I hung the towel over the bathroom door and squeezed inside. I turned the water on in the shower and waited for it to heat up.
I heard voices outside, close enough to make out every word.
“So, how bad is your new deckie, Skipper?” Vanessa asked sympathetically.
The bathroom window must be right next to her veranda, I thought.
“He’s not as bad as the last bloke. He didn’t drop any of our catch over the side, he didn’t fall in and he didn’t fall asleep. He might end up being a good deckie, if he doesn’t do anything stupid so he ends up in hospital.”
The shower’s taking forever to warm up, I thought impatiently.
Vanessa sounded serious. “Did you give him the safety talk, like I told you?”
Vanessa’s the local safety rep? Shit, I better wear my steel-capped boots tomorrow, so she notices I work safe.

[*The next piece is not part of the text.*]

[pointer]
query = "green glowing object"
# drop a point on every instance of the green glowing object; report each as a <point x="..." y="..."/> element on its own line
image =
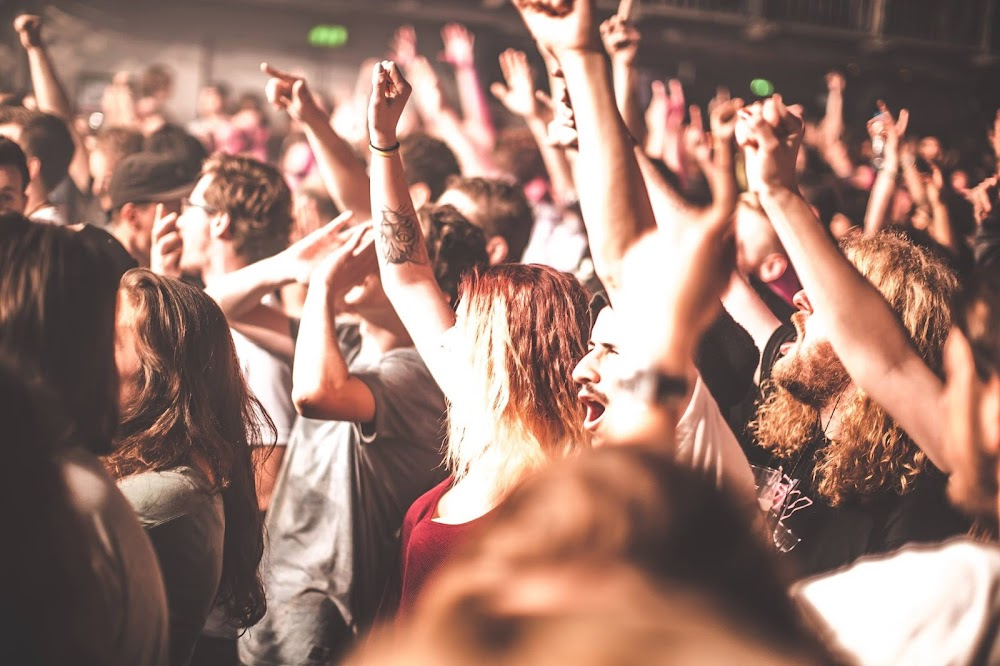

“Yeah, I did. I can’t afford to lose another deckie this season. I’m behind already.” Skipper sounded grumpy. His tone changed. “So what did you think of him?”
“Well, if he’s as quick to learn as you say, he might last out the season. He doesn’t seem as stupid as the last one. Maybe…” Vanessa tailed off, without finishing her sentence.
Skipper cleared his throat. “He still has a fair bit to learn, though. He’s good for target practice when he gets confused.”
Vanessa laughed. “Did you have to throw the rotten crays at him?”
I heard Skipper laugh. “The first one was an accident, he got in the way. The second one...well, he was already wearing one and he looked like he might fall asleep. I figured the smell might wake him up a bit.”
“You know, you’ll need to replace those gas bottles. He’ll need hot water to wash the smell off. A cold shower won’t cut it.” Vanessa had stopped laughing.
“Yeah, I got some coming over on the carrier boat tomorrow,” Skipper said. “A couple of days of cold showers won’t hurt him.”
No hot water? Shit! I stepped into the water. Oh, it’s fucking cold, too! Give me a river with crocs in it. At least those rivers were warm.